With the company now laying off workers, many are wondering if AI efficiency is truly the driving force behind the decision or if the company is simply navigating the economic fallout of its previous missteps.

Skepticism from Industry Experts

Aaron McEwan, vice president of research and advisory at Gartner, expressed skepticism over the company’s AI-driven justification for job cuts.

“I think particularly in the tech sector … it’s a way of justifying a reduction in the workforce because [of] a financial issue,” McEwan said. “So either they’re not tracking well financially, or they’re trying to send a message to investors that good times are around the corner.”

McEwan further noted that many companies were under pressure to deliver on the big investments they’ve made in AI, but the expected productivity gains have not yet materialized.

Gartner research supports this, revealing that less than half of employees are using AI in their jobs, and a mere 8% are using AI tools to improve productivity.

Tone Deaf or Necessary Change?

Toby Walsh, professor of artificial intelligence at the University of New South Wales, criticized the timing of the announcement.

“It’s pretty tone deaf,” he said, especially considering the significant IT outage CrowdStrike faced last year. “They would have been better redeploying this 5% of people to emergency response and bug fixing.”

Despite the controversy, Walsh predicted more such announcements would follow. “It’s pretty simple: more profits for companies, less work for workers,” he stated.
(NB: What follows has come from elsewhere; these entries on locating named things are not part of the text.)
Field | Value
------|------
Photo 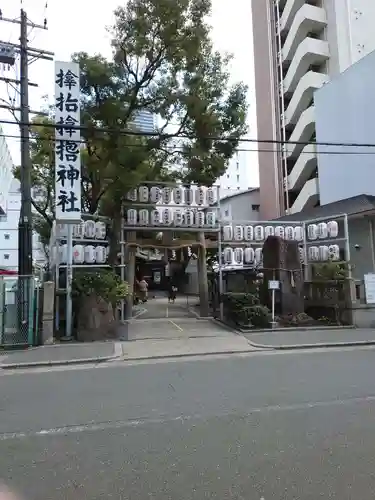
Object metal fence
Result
[0,276,40,347]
Walsh also emphasized that workers should stand together in solidarity to ensure that the savings from AI are redirected to improving work quality for all.

Niusha Shafiabady, an associate professor in computational intelligence at the Australian Catholic University, echoed this sentiment, calling AI-driven job replacements an “unavoidable reality.”

“No matter what we believe is moral and right, this change will happen. Unfortunately, a lot of people will lose their traditional jobs to AI and technology,” she said.

The Future of Work: AI and Job Displacement

A 2023 World Economic Forum report painted a sobering picture of the future of work. It forecast that nearly 23% of all jobs worldwide will change in the next five years due to AI and other macroeconomic trends.

While 69 million new jobs are expected to be created, 83 million jobs could be eliminated, leading to a net decrease of 2%.

McEwan also pointed out that the tech industry, in particular, will likely continue to explore ways to reduce their workforces by leveraging AI.

“I have no doubt that there will be the emergence of companies that are able to reduce their workforce substantially because of AI,” he said.

However, he also stressed that AI should be used to augment the workforce rather than replace it entirely.